Each year the U.S.-China Economic and Security Review Commission issues its annual report to Congress. This year’s offering grasps that legacy chips should be considered as part of the U.S.-China national and economic security equation.
Earlier this year, CTT’s Every Chip Matters report articulated how China is subsidizing state champion chipmakers like SMIC in order to eventually control the global legacy chip market. Similarly, the bipartisan USCC’s commissioners write in their report, “[China] is evidently betting that massive, state-directed investments and continued access to foreign technology can help it to achieve the breakthroughs it needs to boost productivity and maintain growth.”
The Chinese government’s subsidies and reliance on Western tech appears to already be bearing fruit. The appearance of a 7-nm SMIC chip inside Huawei’s Mate 60 Pro phone earlier this year stoked speculation that Chinese companies like SMIC have figured out how to use equipment intended for the production of legacy chips to create advanced chips. More recently, news broke that Applied Materials, an American semiconductor equipment maker, is being criminally investigated for evading export restrictions to help SMIC. More export controls on semiconductor manufacturing equipment destined for China are clearly necessary. But export controls have limits and aren’t the only tool in the toolbox.
The USCC understands this: “U.S. export controls toward China have expanded substantially, though they now face significant obstacles to enforcement. Military-civil fusion presents a unique challenge to export controls, requiring a renewed focus on dual-use technologies…” Because China’s military-civil fusion policy gives all Chinese entities carte blanche to sidestep U.S. restrictions, CTT advisor Steve Coonen has written extensively why a policy of denial for all microelectronics equipment bound for China is the only effective solution to the problem.
Moreover, the USCC helpfully recommends that Congress “establish a risk matrix framework to evaluate the national security threat posed by electronic products imported from the People’s Republic of China.” Indeed, U.S. defense systems are almost certainly loaded with Chinese chips. The intelligence firm Govini found in 2020 that with regard to semiconductors specifically, the number of China-based companies participating in the Pentagon’s supply chain increased 364% (65 companies) from 2010-2019. The idea of ceding legacy chip production to China will exacerbate the already known risks of sabotage, malfunction, and cyberattacks. These same vulnerabilities also exist for U.S. critical infrastructure.

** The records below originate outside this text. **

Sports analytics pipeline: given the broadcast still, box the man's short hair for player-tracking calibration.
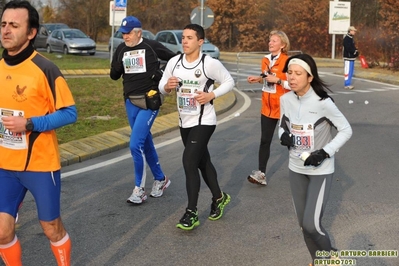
[184,24,205,40]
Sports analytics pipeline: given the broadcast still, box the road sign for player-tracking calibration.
[109,0,126,26]
[190,6,215,29]
[115,0,127,7]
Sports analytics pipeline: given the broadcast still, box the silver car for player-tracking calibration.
[46,29,96,55]
[108,30,155,52]
[35,23,69,48]
[155,30,220,59]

A dependence on Chinese legacy chips means U.S. businesses could face more COVID-style supply crunches, whether because of another pandemic or Chinese coercive trade policies. China is currently implementing such policies with gallium and germanium—essential for semiconductor production—and graphite—essential for electric vehicle batteries. Just imagine how an export ban of the world’s most essential chips will punish ordinary Americans.

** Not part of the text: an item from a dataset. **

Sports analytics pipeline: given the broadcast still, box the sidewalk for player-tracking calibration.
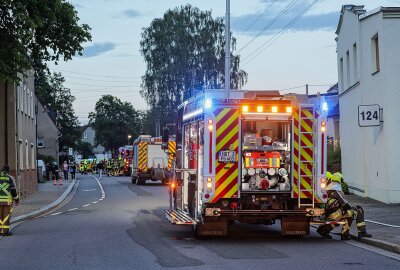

Finally, the USCC writes, “To eliminate or mitigate risks identified in the threat matrix evaluation, Congress should consider the use of all trade tools, including tariffs.” CTT has advocated in Every Chip Matters for the use of Section 301 tariffs to respond to China’s predatory practices and defend American national security. Certainly, a national reliance on the Chinese legacy chip sector is problematic to both U.S. national security and economic interests. The ball is in Congress’ court to take action, preferably through some combination of tariffs, new export controls, and a proper direction of CHIPS Act funding to domestic legacy-node producers.